A February 2026 Pew Research
Center survey of matched pairs of U.S. teens and their parents found that 64%
of teens use AI chatbots, while only 51% of parents believed their own teen
did.1 That 13-point perception gap means roughly one in four parents whose teenager
is actively using AI has no idea it is happening. About 40% of parents in the
same survey had never discussed chatbots with their teen at all.

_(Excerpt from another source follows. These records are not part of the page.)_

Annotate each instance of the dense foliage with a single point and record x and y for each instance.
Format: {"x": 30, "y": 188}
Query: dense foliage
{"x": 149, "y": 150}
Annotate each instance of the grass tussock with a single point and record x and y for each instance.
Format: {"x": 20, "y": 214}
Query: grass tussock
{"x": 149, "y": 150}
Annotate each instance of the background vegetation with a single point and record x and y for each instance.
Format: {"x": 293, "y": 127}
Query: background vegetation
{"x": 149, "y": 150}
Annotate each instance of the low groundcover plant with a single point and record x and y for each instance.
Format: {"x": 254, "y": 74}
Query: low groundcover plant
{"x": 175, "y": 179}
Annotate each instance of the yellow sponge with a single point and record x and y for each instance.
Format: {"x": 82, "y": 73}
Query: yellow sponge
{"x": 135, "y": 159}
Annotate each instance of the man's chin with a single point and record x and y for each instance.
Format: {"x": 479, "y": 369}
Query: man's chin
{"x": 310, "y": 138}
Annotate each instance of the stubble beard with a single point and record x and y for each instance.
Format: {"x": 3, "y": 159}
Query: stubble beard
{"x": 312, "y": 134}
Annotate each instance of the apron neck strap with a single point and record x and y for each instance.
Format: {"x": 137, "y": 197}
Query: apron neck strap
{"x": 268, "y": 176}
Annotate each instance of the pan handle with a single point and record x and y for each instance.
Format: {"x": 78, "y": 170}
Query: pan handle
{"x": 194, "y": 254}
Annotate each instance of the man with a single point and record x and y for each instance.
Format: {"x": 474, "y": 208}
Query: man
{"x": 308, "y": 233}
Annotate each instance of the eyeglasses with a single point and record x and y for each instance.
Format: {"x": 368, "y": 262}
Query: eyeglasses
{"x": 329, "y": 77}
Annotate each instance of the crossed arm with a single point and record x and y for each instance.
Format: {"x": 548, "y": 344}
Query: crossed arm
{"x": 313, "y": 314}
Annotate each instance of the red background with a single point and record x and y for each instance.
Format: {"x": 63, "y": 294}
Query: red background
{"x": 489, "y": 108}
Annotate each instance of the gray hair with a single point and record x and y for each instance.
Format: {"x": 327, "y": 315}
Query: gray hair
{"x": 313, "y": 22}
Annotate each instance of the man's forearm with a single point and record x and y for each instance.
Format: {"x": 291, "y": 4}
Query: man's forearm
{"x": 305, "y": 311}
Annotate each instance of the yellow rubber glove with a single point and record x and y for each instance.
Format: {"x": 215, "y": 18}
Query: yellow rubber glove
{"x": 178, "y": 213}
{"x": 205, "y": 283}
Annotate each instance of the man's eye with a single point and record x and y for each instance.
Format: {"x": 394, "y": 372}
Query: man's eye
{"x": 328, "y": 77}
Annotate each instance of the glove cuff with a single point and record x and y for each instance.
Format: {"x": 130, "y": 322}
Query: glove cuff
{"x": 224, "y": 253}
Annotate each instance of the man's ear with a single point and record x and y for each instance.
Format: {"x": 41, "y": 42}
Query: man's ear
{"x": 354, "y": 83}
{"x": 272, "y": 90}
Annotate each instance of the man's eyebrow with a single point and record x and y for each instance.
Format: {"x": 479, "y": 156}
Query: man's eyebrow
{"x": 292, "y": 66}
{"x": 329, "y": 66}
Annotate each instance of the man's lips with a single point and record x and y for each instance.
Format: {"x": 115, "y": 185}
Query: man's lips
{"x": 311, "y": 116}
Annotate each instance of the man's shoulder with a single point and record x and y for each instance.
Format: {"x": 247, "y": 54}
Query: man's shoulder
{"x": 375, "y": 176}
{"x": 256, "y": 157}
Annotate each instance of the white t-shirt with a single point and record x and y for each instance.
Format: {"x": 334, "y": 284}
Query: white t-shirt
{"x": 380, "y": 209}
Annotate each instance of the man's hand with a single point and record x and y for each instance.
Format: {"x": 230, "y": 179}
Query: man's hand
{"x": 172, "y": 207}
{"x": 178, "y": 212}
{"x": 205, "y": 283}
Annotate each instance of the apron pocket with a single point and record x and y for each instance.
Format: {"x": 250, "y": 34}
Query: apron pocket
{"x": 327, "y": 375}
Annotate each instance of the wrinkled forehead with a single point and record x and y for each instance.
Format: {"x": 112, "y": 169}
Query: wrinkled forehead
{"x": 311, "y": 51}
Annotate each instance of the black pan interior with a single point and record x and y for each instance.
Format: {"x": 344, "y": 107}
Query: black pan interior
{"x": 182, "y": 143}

The knowledge gap underneath
that perception gap is even wider. A National Parents Union survey found that
only 16% of parents feel they have a detailed understanding of how AI works.2 A third reported knowing general information but not much detail. Another 41%
said they know only a little. That distribution means roughly 84% of American
parents are trying to guide their children through decisions about a technology
they do not understand well.
The disconnect between concern
and action makes this worse. A September 2024 Morning Consult survey of over
1,000 parents, commissioned by Samsung, found that 88% believe AI knowledge
will be crucial to their child's future education and career.3 Yet 81% either did not believe or were unsure whether AI was even part of their
child's current curriculum. Parents see the stakes clearly. They do not have
the tools to act on that concern.
Students encounter AI in
school, where policies and teachers provide at least some structure. They also
encounter it at home, on personal devices, through consumer apps that have
nothing to do with their curriculum, and they encounter it in conversations
with their parents.
A parent who understands what a
large language model does can have a meaningful conversation with their child
about when to trust its outputs and when to verify them independently. A parent
who thinks of AI primarily as a cheating tool, or who does not know their child
is using it at all, cannot. That conversation, or its absence, shapes how
students develop their relationship with these tools over years, not just
during the school day.
The CRPE survey at the
University of Southern California found that views on AI's potential benefits
in education split sharply by parental education level: 68% of college-educated
parents agreed that AI use gives students a school and job advantage, compared
to 35% of parents with a high school education only.4 That disparity is not primarily a technology access gap. It is a knowledge gap,
and it tracks closely with which students are receiving meaningful guidance
about AI at home and which are not.
The Barna Group's 2024 survey
of U.S. parents contains a finding that points toward a solution: while only
17% of parents are actively seeking out AI information on their own, 73%
expressed at least some interest in educational resources or courses on how to
understand AI.5 The demand is there. The supply of accessible, school-connected parent
education on this topic is almost nonexistent.
This does not require a
semester-long program. It requires the same commitment schools already apply to
student AI training, directed at the adults who are managing those students
outside school hours. A single well-designed parent workshop, a brief guide
sent home alongside the district AI policy, or a short video explaining what
the tools their children are using actually do. Any of these reaches a
population that is both motivated and underserved.
The schools doing AI education
well are building fluency across the whole community, not just inside the
building. That means parents are part of the plan, not an afterthought to it.